Não entenda errado! Ficamos felizes em ver exemplos de pessoas que mudaram suas vidas no meio de uma situação complicada. Pessoas que começaram a fazer atividade física com o avançar da idade, pessoas que começaram a estudar mais tarde, etc… Nessas situações sempre dizemos: “antes tarde do que nunca” ou “nunca é tarde para…”. Aí é que está o erro! Deveríamos dizer: por que começou agora? Demorar para mudar deveria nos incomodar, não nos confortar.

Estamos trazendo essa discussão no formato da Pílula Vermelha porque vemos vários exemplos todos os dias de mudanças que demoraram muito para serem iniciadas.

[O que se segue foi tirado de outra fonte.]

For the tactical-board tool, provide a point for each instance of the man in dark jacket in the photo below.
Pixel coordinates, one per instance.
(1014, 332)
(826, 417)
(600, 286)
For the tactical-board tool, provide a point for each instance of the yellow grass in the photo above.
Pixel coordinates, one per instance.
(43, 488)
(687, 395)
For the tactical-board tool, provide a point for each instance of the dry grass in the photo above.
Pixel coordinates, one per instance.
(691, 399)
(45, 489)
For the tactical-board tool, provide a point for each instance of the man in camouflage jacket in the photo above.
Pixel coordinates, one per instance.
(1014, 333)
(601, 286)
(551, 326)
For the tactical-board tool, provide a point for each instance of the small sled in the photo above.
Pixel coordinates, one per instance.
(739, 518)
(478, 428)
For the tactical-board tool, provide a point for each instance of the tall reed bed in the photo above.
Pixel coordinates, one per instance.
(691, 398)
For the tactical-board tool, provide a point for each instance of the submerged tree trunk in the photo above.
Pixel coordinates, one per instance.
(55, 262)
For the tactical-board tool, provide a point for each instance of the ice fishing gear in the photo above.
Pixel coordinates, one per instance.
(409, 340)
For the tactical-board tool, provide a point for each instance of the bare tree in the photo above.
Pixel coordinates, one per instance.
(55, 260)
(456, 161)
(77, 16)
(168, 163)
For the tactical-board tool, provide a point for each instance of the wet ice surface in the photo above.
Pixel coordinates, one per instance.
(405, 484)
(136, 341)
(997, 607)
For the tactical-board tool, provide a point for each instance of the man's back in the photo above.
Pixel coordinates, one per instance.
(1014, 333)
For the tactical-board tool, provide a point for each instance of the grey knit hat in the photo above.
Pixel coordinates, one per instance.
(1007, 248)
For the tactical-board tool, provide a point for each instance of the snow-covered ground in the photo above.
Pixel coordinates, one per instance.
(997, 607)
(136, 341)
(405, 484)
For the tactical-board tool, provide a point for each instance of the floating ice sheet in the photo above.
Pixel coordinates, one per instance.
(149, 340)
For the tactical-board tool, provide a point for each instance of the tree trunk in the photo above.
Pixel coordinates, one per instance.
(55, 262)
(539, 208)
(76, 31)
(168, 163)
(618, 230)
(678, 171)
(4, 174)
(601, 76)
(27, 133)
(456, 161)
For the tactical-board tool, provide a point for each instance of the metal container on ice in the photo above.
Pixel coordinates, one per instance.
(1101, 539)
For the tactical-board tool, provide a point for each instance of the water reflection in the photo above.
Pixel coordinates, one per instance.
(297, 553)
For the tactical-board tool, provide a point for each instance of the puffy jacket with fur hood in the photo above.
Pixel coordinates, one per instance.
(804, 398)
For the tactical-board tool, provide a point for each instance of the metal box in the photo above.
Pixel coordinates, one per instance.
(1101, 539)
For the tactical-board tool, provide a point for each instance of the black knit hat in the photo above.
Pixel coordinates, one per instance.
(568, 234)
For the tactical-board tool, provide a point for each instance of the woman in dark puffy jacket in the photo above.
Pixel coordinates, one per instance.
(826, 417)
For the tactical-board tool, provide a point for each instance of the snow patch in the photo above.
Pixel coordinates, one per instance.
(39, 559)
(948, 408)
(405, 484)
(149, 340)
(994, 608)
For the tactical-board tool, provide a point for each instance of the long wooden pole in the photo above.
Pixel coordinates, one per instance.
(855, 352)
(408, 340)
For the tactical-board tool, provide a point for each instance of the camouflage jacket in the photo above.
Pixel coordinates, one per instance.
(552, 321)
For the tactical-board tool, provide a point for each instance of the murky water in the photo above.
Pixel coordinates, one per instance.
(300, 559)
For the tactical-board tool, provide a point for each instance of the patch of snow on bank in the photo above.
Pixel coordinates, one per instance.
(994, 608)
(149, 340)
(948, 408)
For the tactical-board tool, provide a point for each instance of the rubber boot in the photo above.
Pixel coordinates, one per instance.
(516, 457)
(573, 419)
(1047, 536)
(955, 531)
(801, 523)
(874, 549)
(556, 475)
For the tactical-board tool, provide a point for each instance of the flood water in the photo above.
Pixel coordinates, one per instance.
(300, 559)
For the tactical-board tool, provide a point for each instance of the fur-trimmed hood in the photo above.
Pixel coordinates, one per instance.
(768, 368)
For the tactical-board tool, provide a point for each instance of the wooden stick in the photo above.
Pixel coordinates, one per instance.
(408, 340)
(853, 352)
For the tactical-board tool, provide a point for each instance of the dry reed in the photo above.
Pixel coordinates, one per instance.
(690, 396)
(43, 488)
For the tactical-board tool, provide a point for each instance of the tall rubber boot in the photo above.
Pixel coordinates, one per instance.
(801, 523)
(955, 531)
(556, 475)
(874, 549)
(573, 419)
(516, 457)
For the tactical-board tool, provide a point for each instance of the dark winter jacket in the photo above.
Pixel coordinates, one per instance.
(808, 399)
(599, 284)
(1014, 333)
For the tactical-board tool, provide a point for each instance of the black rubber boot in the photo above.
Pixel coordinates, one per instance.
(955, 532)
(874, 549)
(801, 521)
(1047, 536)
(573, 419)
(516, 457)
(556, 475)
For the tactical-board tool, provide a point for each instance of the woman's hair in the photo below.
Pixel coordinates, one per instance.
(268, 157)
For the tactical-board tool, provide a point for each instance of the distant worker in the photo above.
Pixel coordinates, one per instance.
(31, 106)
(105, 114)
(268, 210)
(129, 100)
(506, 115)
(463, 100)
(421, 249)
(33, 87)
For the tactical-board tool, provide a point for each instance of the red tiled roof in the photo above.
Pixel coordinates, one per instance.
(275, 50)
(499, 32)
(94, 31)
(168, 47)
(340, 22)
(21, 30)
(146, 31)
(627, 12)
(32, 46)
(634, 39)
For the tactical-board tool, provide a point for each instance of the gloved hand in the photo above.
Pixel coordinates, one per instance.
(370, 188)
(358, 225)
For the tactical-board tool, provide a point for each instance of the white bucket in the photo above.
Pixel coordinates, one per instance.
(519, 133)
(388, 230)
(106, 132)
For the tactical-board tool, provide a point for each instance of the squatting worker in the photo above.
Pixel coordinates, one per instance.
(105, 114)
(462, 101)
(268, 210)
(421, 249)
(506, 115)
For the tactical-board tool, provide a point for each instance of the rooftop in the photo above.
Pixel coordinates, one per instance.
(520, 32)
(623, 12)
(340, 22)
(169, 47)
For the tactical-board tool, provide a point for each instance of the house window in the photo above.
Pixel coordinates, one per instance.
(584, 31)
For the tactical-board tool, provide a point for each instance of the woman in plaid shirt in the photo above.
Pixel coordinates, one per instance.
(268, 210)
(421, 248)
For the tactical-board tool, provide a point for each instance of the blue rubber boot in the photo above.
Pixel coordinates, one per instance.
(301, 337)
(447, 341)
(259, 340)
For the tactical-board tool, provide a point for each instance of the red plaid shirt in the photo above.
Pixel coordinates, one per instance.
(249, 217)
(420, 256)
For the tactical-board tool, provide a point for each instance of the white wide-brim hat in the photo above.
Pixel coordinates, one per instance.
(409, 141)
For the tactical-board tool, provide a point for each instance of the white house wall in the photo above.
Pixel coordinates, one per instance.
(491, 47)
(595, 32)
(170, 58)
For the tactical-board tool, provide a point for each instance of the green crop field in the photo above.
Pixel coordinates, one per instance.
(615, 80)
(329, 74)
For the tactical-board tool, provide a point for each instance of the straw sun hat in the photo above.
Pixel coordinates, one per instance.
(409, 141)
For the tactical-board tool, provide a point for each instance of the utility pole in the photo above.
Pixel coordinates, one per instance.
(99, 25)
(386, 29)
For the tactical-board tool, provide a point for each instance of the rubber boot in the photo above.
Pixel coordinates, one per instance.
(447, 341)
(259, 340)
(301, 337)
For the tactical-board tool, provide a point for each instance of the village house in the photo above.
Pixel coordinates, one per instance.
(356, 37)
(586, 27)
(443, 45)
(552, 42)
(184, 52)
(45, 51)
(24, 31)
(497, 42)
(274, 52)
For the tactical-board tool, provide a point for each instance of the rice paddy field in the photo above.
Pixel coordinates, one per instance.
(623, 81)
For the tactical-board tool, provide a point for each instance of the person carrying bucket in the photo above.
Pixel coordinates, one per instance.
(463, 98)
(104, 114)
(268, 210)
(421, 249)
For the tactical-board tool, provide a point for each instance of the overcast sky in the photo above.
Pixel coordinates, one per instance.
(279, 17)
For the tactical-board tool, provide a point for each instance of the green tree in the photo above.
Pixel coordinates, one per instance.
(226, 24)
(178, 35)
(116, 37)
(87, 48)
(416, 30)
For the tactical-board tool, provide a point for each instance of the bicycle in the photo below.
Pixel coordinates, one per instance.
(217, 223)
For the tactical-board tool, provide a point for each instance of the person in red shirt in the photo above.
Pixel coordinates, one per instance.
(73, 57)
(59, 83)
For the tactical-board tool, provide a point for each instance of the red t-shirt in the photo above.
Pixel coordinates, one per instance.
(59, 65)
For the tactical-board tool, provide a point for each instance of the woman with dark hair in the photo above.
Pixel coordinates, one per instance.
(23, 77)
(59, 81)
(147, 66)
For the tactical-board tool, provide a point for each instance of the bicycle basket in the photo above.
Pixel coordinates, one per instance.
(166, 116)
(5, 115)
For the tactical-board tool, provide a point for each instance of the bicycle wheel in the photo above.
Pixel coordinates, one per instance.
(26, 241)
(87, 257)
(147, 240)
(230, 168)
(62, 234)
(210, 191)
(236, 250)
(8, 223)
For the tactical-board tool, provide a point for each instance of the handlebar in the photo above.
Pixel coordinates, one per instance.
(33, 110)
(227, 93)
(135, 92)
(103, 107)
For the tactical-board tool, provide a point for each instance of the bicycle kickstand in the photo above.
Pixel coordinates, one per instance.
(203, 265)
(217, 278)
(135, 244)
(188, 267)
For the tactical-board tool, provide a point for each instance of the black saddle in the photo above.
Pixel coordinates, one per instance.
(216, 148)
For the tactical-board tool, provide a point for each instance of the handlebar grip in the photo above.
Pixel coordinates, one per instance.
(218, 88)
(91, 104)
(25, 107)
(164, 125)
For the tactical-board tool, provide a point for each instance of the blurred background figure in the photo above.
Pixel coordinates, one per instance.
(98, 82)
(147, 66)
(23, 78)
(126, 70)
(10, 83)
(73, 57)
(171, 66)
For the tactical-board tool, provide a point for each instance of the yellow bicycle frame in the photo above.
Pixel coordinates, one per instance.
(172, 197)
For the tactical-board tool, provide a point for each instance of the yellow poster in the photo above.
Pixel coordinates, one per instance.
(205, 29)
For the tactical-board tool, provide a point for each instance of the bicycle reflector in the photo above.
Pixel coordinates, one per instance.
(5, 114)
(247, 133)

Pessoas que ficaram muito velhas ou debilitadas para mudar o estilo de vida e serem mais ativas, pessoas que demoraram muito para buscar ajuda quando problemas psicológicos começaram, pessoas que perderam a amizade de outras pessoas porque demoraram para se pôr em uma posição mais humilde e pedir desculpas (mesmo estando certas), etc.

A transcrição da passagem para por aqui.